To distribute points evenly over a sphere, one can use Fibonacci spiral (golden‑angle) placement, which achieves near‑uniform coverage via a ≈137.5° rotation between successive points Fibonacci sphere. This spiral layering ensures controlled radial resolution: inner layers (close to the “core”) handle dense, abstract computations, while outer layers (near the “crust” or “atmosphere”) present more application‑level or user‑facing data.

Solar‑Style Models and Inside‑Out Energy Flow

The Sun offers a dynamic model: nuclear fusion at its core generates energy that travels outward through the radiative and convective zones before reaching the photosphere, chromosphere, and corona NASA Sun by the Numbers. Translating this to AGI, the “core” could perform heavy, abstract reasoning; intermediate “radiative” and “convective” layers could filter, transform, and refine those results; and outer “atmospheric” layers could expose the final outputs to end users. This inside‑out pipeline emphasizes data flux, with each layer shaping and modulating information analogous to energy propagation in stellar physics.

Gas Clouds and Representing Uncertainty

Just as Earth’s atmosphere contains nebulous, diffused gas clouds, an AGI architecture can include cloud layers to hold uncertain or partially resolved information. One foundational approach is the “Cloud Model,” which generalizes between fuzzy sets and probability distributions to capture uncertainty as bands rather than precise values Li et al. 2001. In practice, raw or noisy inputs first enter a cloud layer for denoising and initial interpretation; only after refinement do they pass inward to core reasoning modules. Conversely, outdated or erroneous data can be “evaporated” back out from cloud layers, enabling dynamic error correction and update.

Conceptual Proximity and Clustered Polarity

Traditional embeddings push semantically opposite concepts (e.g., “life” vs. “death”) far apart in vector space to reflect polarity. Yet in poetic or metaphorical contexts, such opposites often coexist (life and death in the same verse). Counter‑fitting techniques demonstrate that bringing antonyms closer can improve certain tasks Mrkšić et al. 2016. Allowing clustered polarity—keeping oppositional concepts near each other spatially—could enable an AGI to handle metaphor, irony, and nuance more naturally. Though this increases computational complexity and challenges nearest‑neighbor search, it enriches representation by capturing contextual overlaps that flat embeddings miss.

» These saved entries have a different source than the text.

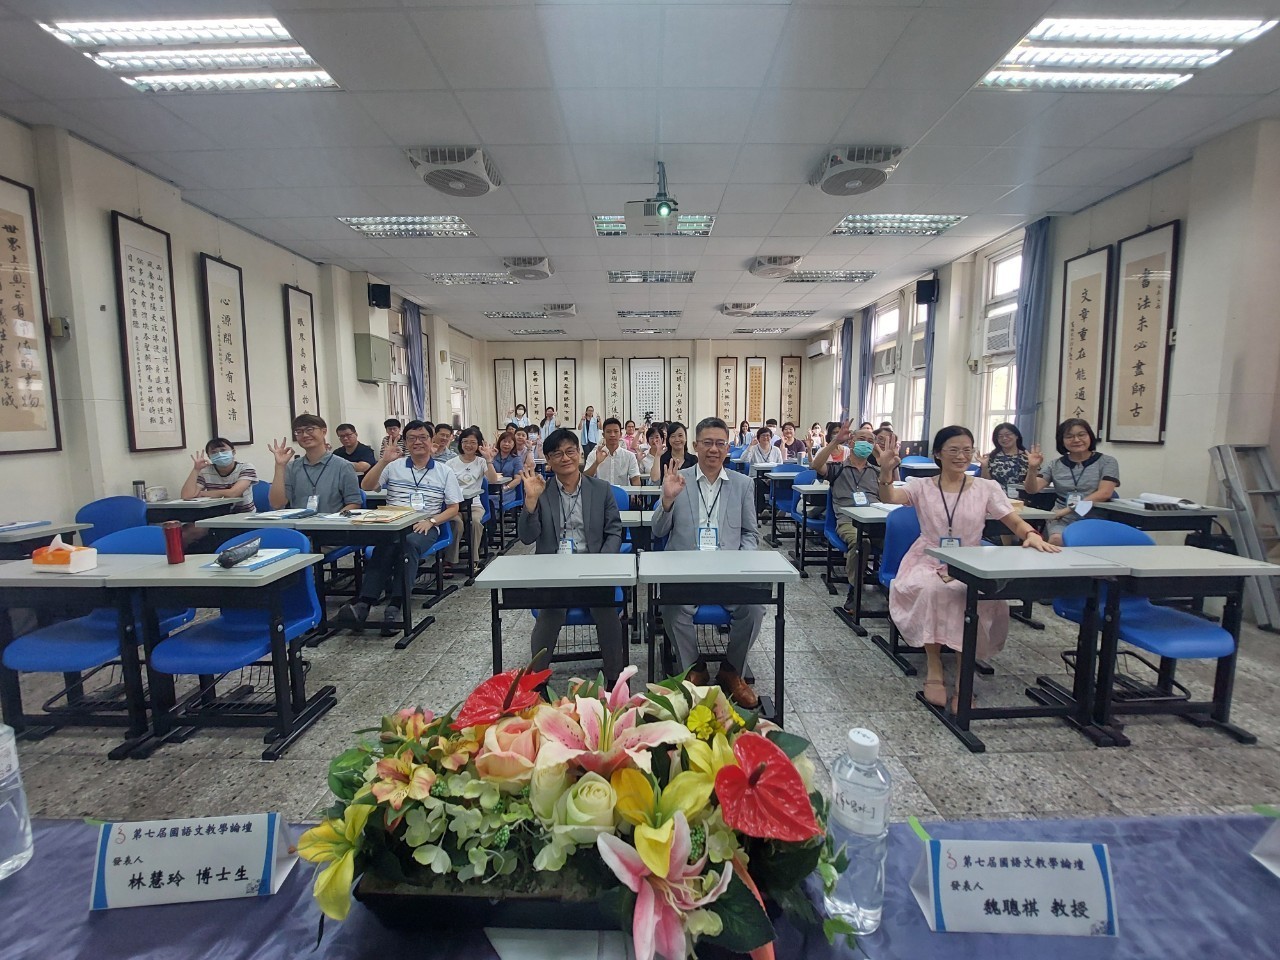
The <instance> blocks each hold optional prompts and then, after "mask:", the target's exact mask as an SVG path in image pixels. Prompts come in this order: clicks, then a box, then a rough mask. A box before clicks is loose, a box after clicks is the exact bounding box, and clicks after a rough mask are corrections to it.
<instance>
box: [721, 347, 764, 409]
mask: <svg viewBox="0 0 1280 960" xmlns="http://www.w3.org/2000/svg"><path fill="white" fill-rule="evenodd" d="M716 416H718V417H719V419H721V420H723V421H724V422H726V424H736V422H737V357H719V358H718V360H717V361H716ZM753 422H755V421H753ZM759 422H762V424H763V422H764V419H763V417H762V419H760V421H759Z"/></svg>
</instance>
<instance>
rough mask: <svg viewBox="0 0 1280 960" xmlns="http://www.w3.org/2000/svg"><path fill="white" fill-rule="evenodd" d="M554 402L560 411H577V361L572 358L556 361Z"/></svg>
mask: <svg viewBox="0 0 1280 960" xmlns="http://www.w3.org/2000/svg"><path fill="white" fill-rule="evenodd" d="M556 402H557V403H558V404H559V408H561V410H567V411H577V361H576V360H573V357H558V358H557V360H556ZM573 416H577V413H576V412H575V413H573ZM600 422H604V417H600Z"/></svg>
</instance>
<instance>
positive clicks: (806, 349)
mask: <svg viewBox="0 0 1280 960" xmlns="http://www.w3.org/2000/svg"><path fill="white" fill-rule="evenodd" d="M835 352H836V351H835V348H833V347H832V346H831V340H814V342H813V343H810V344H809V346H808V347H806V348H805V353H804V355H805V356H806V357H809V360H813V358H814V357H829V356H831V355H832V353H835Z"/></svg>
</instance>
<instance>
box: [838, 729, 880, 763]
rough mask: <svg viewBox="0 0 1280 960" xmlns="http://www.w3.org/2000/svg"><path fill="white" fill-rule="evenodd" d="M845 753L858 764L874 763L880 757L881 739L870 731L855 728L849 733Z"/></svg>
mask: <svg viewBox="0 0 1280 960" xmlns="http://www.w3.org/2000/svg"><path fill="white" fill-rule="evenodd" d="M845 751H846V753H847V754H849V759H851V760H854V762H856V763H874V762H876V759H877V758H878V756H879V737H878V736H876V735H874V733H873V732H872V731H869V730H865V728H863V727H854V728H852V730H850V731H849V741H847V742H846V744H845Z"/></svg>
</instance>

Conclusion: Geo‑Inspired Architectures for AGI

Flat vector spaces, while convenient, may be insufficient for AGI’s complex semantic needs. Geo‑inspired models offer new design patterns:

These metaphors fuse natural geometry with cognitive architecture, suggesting that AGI systems might better organize complexity by rethinking the “shape” of their internal spaces. While speculative, these ideas offer fertile ground for developers and large‑scale teams to experiment beyond flat embeddings and toward richer, more flexible intelligence models.

I haven’t created a model yet, but I’ve set up a simple framework and haven’t tested it. It will need fine-tuning, and you’ll have to choose the models explicitly. I built it on Google AI Studio—feel free to check out the repo at GitHub - tarikkaya/aix.

Keeping scale with fixed, unchanging neurons might be possible. Different models can be combined as layers within a single model. I don’t know if updates can be provided through real-time data streams by the methods applied by robotic models. In my framework, I was able to use each unit like a motor structure; I don’t know if it would be possible to use the layers inside a model in the same way. The framework can be used as is, but it will bring a heavy workload. Combining everything into a single model, however, could reduce this workload to some extent. Also, distribution could be easier. For it to control the system, processing the sanctions in a single model would be quite difficult. How hard it is to build something outside of standard patterns.